- Jest ok. 20-30 osób, zgromadziło się dużo młodych osób, trzymają flagi Ruchu Narodowego. Na razie jest spokojnie, bez żadnych okrzyków – relacjonował po godz. 12 reporter tvnwarszawa.pl Artur Węgrzynowicz.
Jak dodał, na miejscu byli też policjanci z prewencji i legitymowali wybrane osoby.
Do środka budynku komendy wszedł Artur Zawisza z Ruchu Narodowego, by dowiedzieć się, co z zatrzymanymi: m.in. Robertem Winnickim i Krzysztofem Bosakiem. - Wiele się nie dowiedział. Powiedziano mu jedynie, że liderzy narodowców są zatrzymani do dyspozycji prokuratury - relacjonuje Węgrzynowicz.
Protest przed komendą policji przy ulicy Wilczej
Protest na Wilczej
Poniedziałkowy protest
Zatrzymani narodowcy mieli naruszyć nietykalność cielesną funkcjonariuszy podczas poniedziałkowego protestu w okolicach siedziby Trybunału Konstytucyjnego. Według policji stwarzali oni zagrożenie bezpieczeństwa innych uczestników ruchu drogowego m.in. przechodzili przez jezdnię na czerwonym świetle.

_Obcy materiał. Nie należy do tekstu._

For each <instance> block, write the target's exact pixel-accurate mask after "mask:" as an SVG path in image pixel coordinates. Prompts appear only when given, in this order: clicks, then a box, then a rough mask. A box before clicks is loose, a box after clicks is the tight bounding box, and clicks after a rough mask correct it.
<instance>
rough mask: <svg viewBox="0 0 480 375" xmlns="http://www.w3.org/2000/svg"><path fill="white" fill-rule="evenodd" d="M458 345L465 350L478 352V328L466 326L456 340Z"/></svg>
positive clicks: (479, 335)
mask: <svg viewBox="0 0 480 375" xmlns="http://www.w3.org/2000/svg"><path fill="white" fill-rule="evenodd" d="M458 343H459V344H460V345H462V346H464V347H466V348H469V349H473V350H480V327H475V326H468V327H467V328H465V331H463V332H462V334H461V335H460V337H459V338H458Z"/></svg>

Starcie z policją podczas marszu narodowców
Starcia przed gmachem Trybunału Konstytucyjnego
W poniedziałek wieczorem znaczne siły policji ochraniały około 300-osobową manifestację środowisk narodowych, która sprzed Ministerstwa Spraw Wewnętrznych wyruszyła po 20.00 w okolice Kancelarii Premiera, by protestować przeciwko obecnemu rządowi. Demonstracja była związana z tak zwaną aferą taśmową - czytaj więcej o aferze na tvn24.pl.
Do przepychanek z policji doszło nieopodal siedziby Trybunały Konstytucyjnego. Po zamieszkach manifestacja przeszła dalej, przed Kancelarię Premiera, gdzie były przemówienia.
Demonstracja odbyła się także w niedzielę przed Sejmem. Policjanci zatrzymali 6 osób, które – według funkcjonariuszy – urządziły nielegalne zbiegowisko.